Visto che tutti sembrano essersene dimenticati, abbiamo ritenuto opportuno ricordare ai nostri lettori che dal 1° luglio scorso è vigente la nuova legge elettorale (n. 52/2015), il cosiddetto Italicum, cui fa da pendant il decreto legislativo n.122/2015, che stabilisce i collegi elettorali per l’elezione della Camera dei deputati.

Innanzitutto, come rilevato da autorevole dottrina (Zagrebelsky), va sottolineato che si tratta di una disciplina che, nel metodo come nel merito, ricorda, addirittura in pejus, la legge (fascista) Acerbo. Come questa (la stessa cosa sarebbe accaduta successivamente solo con la famigerata legge “truffa”), infatti, è stata oggetto di questione di fiducia, laddove c’è stata finora una pacifica prassi parlamentare che ha escluso la possibilità di porre la questione di fiducia in materia elettorale; diversamente dalla legge Acerbo, che prescriveva che per ottenere il premio di maggioranza occorresse conseguire come minimo il 25% dei voti, l’Italicum non prevede alcuna soglia minima per partecipare al premio di ballottaggio, cui accedono comunque le prime due liste più votate.

Il “capo dei naufragi” della nuova disciplina sta proprio qui, ossia nel premio di maggioranza, che segna un eccessivo sbilanciamento per la “governabilità” a danno della “rappresentatività”. Da un lato, avendo previsto che la lista che ottiene almeno il 40% dei voti conquista 340 seggi, cioè il 54% dei 630 seggi della Camera, la legge non spiega che succede se due liste (come avvenne nel 2006) raggiungono almeno il 40% dei voti, dato che alla Camera di seggi ce ne sono, come detto, 630 e non 680. Dall’altro, non tiene conto che, ove si presentassero tanti partiti e tutti prendessero pochi voti, potrebbe ottenere 340 seggi, ossia riscuotere il premio, anche una lista che, superando di poco la soglia di sbarramento del 3%, accedendo così al ballottaggio, vincesse poi al secondo turno.

Nella società “liquida” e con la frammentazione che c’è nel nostro paese, uno scenario tutt’altro che fantasioso, che garantirebbe, rebus sic stanti bus, un numero di seggi abnorme a un partitino di risibili dimensioni. In ogni caso, lo diciamo per gli amanti delle comparazioni con l’Europa, un’ampia maggioranza di seggi a un solo partito come quella assicurata dall’Italicum è possibile ritrovarla soltanto in Ungheria.
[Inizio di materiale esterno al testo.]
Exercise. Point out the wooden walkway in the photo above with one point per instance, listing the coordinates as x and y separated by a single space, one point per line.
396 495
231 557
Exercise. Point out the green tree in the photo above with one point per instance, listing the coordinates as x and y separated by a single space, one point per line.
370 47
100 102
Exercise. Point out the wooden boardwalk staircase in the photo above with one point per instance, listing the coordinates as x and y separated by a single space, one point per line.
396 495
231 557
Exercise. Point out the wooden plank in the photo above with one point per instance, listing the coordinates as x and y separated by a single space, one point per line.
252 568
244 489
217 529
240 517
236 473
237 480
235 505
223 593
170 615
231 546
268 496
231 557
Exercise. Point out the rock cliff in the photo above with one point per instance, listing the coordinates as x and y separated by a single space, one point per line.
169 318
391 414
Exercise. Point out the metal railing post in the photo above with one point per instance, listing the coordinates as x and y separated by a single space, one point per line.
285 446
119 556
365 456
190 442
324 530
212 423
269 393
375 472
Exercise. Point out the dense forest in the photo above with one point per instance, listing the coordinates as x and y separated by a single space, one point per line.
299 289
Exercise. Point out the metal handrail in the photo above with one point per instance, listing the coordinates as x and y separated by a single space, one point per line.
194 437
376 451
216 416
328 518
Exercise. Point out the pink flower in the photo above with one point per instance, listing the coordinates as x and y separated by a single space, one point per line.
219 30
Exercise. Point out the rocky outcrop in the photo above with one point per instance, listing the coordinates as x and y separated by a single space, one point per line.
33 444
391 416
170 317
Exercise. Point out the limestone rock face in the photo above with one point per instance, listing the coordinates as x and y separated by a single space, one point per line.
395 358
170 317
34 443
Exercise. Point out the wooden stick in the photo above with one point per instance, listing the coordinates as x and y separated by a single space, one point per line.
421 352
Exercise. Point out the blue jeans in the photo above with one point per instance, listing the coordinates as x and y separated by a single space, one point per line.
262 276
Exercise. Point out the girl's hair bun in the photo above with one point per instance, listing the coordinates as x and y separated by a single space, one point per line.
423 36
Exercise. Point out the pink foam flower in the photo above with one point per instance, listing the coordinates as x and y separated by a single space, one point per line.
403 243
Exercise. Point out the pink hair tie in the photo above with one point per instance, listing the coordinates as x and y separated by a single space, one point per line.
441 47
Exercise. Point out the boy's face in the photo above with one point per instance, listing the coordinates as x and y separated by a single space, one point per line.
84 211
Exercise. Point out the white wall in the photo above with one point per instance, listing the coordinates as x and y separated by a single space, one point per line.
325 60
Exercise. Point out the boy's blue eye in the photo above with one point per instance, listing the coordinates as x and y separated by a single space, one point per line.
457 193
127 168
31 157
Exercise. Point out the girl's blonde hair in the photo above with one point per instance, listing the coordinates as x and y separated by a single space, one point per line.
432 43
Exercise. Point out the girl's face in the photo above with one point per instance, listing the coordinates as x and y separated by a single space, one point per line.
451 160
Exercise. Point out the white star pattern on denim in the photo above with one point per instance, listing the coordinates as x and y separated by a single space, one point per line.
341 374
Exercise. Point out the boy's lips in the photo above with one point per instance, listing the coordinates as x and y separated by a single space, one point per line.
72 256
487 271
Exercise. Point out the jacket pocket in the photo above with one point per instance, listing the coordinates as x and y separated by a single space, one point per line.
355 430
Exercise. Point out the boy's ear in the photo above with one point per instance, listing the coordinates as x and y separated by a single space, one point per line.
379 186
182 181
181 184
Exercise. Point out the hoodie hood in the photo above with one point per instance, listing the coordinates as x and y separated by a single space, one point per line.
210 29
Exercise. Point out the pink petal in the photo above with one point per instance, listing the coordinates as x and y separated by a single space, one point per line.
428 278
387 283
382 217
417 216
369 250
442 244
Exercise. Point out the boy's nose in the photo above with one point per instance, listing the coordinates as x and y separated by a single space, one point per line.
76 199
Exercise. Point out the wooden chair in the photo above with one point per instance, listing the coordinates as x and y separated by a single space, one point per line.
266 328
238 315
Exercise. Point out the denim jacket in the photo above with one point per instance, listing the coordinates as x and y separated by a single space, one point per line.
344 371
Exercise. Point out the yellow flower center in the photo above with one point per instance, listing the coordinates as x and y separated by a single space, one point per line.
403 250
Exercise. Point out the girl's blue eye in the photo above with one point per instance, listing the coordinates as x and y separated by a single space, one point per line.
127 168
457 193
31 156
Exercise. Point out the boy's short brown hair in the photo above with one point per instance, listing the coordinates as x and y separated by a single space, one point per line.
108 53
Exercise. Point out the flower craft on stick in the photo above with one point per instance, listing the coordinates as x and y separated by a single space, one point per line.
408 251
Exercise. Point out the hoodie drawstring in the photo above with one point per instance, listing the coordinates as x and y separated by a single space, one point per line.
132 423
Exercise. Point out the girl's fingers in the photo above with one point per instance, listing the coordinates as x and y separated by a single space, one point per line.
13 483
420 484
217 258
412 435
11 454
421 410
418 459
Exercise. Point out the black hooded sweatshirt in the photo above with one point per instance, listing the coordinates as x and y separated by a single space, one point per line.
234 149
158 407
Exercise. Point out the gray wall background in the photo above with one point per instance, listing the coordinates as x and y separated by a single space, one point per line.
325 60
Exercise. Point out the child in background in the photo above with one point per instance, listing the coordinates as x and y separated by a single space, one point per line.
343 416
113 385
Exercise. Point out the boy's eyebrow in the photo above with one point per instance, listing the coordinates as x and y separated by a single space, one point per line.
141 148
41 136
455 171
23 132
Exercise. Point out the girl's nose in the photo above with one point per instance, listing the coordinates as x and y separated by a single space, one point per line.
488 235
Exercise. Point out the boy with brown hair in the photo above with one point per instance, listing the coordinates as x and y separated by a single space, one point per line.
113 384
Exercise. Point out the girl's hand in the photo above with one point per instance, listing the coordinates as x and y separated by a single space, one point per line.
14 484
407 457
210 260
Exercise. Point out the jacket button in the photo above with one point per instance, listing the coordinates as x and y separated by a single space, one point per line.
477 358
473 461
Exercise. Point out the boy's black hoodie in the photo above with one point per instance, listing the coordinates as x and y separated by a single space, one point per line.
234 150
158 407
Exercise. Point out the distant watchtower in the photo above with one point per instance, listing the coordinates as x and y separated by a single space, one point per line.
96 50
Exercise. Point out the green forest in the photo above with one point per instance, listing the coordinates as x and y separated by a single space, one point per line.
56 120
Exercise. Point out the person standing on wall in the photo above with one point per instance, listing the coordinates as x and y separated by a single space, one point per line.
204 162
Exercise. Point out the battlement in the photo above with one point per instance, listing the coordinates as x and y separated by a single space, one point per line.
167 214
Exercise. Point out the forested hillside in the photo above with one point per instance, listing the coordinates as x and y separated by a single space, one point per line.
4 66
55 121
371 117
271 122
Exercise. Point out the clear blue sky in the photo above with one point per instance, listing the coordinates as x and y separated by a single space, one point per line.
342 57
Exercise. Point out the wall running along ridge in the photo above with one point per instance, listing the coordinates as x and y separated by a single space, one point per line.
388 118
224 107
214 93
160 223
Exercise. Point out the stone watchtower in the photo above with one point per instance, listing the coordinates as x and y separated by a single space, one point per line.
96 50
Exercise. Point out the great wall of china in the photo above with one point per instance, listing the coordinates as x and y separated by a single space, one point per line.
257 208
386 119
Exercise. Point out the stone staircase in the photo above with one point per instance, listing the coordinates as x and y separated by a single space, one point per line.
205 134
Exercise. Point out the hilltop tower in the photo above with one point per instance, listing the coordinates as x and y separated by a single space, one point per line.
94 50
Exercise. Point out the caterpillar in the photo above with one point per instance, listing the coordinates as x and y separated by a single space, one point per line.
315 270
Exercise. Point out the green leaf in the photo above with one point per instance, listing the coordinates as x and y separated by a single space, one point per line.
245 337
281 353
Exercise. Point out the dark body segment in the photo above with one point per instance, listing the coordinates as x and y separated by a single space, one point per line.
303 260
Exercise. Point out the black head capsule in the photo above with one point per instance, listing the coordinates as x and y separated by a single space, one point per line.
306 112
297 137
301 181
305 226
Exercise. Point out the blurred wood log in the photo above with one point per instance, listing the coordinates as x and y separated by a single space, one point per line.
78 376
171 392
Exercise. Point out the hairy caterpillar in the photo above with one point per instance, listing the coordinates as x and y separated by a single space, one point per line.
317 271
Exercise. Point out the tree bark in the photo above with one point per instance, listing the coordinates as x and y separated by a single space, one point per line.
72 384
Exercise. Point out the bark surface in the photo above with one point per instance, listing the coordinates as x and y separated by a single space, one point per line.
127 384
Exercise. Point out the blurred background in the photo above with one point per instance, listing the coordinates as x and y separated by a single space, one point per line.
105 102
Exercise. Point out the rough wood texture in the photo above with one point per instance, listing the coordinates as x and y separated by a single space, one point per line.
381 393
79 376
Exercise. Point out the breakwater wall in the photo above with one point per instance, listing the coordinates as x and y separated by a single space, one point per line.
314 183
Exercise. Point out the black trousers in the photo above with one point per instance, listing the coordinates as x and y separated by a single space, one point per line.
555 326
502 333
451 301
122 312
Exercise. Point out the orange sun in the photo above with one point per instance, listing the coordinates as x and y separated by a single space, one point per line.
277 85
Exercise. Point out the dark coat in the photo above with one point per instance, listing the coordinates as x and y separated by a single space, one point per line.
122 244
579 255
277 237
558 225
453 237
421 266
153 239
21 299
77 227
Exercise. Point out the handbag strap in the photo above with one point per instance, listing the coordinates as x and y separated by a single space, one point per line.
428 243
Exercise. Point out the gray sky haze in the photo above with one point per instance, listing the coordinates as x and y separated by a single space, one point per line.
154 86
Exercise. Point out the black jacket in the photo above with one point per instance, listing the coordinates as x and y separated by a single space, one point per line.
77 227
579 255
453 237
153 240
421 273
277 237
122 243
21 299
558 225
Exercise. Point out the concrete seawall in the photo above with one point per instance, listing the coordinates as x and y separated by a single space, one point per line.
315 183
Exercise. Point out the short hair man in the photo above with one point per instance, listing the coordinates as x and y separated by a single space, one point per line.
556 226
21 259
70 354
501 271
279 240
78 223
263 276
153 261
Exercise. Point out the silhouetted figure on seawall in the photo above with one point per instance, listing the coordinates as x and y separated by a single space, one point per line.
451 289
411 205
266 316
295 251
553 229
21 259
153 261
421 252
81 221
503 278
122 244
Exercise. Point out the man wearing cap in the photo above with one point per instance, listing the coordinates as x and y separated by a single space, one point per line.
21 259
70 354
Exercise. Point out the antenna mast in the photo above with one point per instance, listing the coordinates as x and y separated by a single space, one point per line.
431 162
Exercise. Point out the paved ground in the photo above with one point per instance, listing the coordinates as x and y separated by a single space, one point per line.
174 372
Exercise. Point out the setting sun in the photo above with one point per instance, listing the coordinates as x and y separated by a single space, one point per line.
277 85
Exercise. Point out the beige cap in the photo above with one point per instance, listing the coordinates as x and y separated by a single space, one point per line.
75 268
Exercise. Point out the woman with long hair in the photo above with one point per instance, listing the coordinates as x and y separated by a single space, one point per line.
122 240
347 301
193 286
Non finisce qui. Sempre stando all’Italicum, dato che i partiti che si candidano a governare debbono dichiarare la persona che loro indicano come “capo della forza politica”, si determina una trasformazione del sistema da parlamentare in presidenziale, in contrasto con l’art.92 della Costituzione (rimasto invariato anche nel disegno di revisione costituzionale), che invece attribuisce al Presidente della Repubblica la nomina del Presidente del Consiglio. Ma c’è di più: se quest’ultimo venisse sfiduciato, sarebbe inevitabile lo scioglimento anticipato delle Camere, non potendosi cambiare il presidente del Consiglio nel corso della legislatura, come avveniva finora con la forma di governo parlamentare.

Il quadro si completa con l’accoppiata “capilista bloccati” e “candidature plurime”. In concreto, se una lista conquista dei seggi in un collegio (ce ne sono cento di collegi e ciascuno di essi elegge da 3 a 9 deputati), al capolista viene sempre assegnato il primo seggio. E poiché, a conti fatti, solo nei collegi più grandi uno o al massimo due partiti eleggeranno più di un deputato, gli eletti saranno quasi dappertutto i soli capilista.

Per non correre rischi, in ogni caso, ogni capolista potrà candidarsi in più collegi, non oltre 10. Garantitasi l’elezione, questi poi opterà per il collegio che preferisce, lasciando il posto al primo dei non eletti negli altri collegi. Ognun vede, perciò, come la grande maggioranza dei deputati non sarà eletta ma, grazie al meccanismo descritto, nominata dai rispettivi partiti, un risultato decisamente incompatibile col principio della sovranità popolare.

Come si è capito, l’Italicum non ci piace. Meno ancora ci fa contenti la proposta di revisione costituzionale. Intanto, diversamente da quanto propalato dalla vulgata politico-giornalistica, ci teniamo ad avvertire i lettori che con essa non si vuole, come troppo sbrigativamente si ripete, soltanto cambiare il Senato della Repubblica ma ben 47 (leggasi 47) articoli della Costituzione, vale a dire oltre un terzo della Carta fondamentale. La posta in gioco, dunque, è alta.

A suo tempo, perciò, anche di questo ci occuperemo diffusamente.